Apa’s higher pay at Health NZ is clearly linked to the huge increase in job size, which includes managing over 80,000 staff. While job size is generally an important determinant of pay in the public sector, pay levels remain considerably lower than at similarly sized private sector businesses.
Behind Apa, vice-chancellor of the University of Auckland, Professor Dawn Freshwater, earned $766,000, a 1.5% increase over the previous year.
Colin Crampton was the next-highest-paid. Like Lamonte, Crampton was the establishment chief executive of a water services entity (the entity he was hired to run was scrapped by the Labour Government and never established).
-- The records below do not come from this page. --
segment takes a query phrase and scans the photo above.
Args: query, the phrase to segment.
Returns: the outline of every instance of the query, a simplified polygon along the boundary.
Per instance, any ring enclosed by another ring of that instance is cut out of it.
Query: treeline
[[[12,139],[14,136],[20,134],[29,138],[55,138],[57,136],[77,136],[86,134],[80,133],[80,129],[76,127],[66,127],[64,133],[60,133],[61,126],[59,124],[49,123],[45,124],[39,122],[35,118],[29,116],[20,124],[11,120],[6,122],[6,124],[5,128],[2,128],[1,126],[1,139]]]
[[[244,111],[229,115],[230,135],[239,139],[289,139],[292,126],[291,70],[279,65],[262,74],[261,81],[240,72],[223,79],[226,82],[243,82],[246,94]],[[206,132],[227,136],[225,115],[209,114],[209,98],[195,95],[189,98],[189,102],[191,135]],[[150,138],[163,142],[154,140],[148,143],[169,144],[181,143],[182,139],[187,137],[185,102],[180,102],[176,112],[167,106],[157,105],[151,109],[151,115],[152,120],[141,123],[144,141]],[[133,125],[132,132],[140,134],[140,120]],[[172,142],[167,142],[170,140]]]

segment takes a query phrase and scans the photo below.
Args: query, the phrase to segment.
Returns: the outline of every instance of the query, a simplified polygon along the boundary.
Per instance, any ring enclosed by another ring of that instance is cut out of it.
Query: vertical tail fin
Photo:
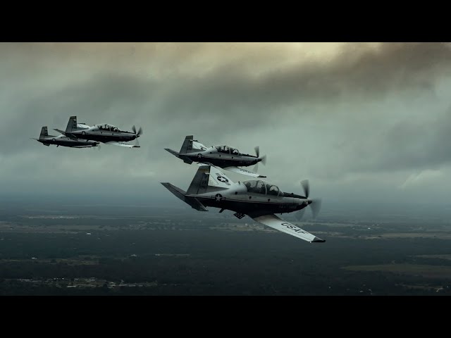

Crampton took redundancy pay of $355,000 in 23/24, and in addition, earned a salary in excess of $710,000 until his departure on December 15. He worked just five and a half months of the year.
Crampton was followed by NZ Transport Agency Waka Kotahi head Nicole Rosie, on $736,000, and Andrew Mckenzie of Kāinga Ora–Homes and Communities, on $731,000.
Performance pay and the direction from here
Cathy Hendry, managing director of remuneration advisers Strategic Pay, told the Herald that the pay increases for private sector chief executives peaked most recently in early 2023.
She said the public sector experienced a much more muted and delayed rise in CEO salaries; a typical pattern, since public sector changes usually lag those of private businesses in the economic cycle. Hendry said, given the Government’s emphasis on cost-cutting, she expects pay increases for public sector heads to reduce to perhaps as low as a 1% increase over the current year.
“If an organisation is cost-cutting and the story is belt-tightening, it’s really not a good look for the CEO to be getting big pay increases,” she said. However, the reintroduction of performance pay for public service bosses is expected to be inflationary, a PSC spokesman confirmed – public service CEOs’ average salaries dropped after 2018 when performance pay was eliminated by the Labour coalition Government.
What remains unclear is when the new policy, confirmed in a recent government statement but not yet designed, will be introduced. Public Service Minister Nicola Willis has previously said that the introduction will happen by the start of fiscal 24/25, but her office declined to confirm that timing this week. A spokesman for Willis directed the Herald’s questions to the PSC.
The PSC spokesman said the agency, which is responsible for the design and implementation of the policy, cannot yet confirm the timing for its introduction. Since the related assessment period for chief executive performance is expected to be at least 12 months, and related pay is typically awarded thereafter, the effects of the policy are likely still several years off.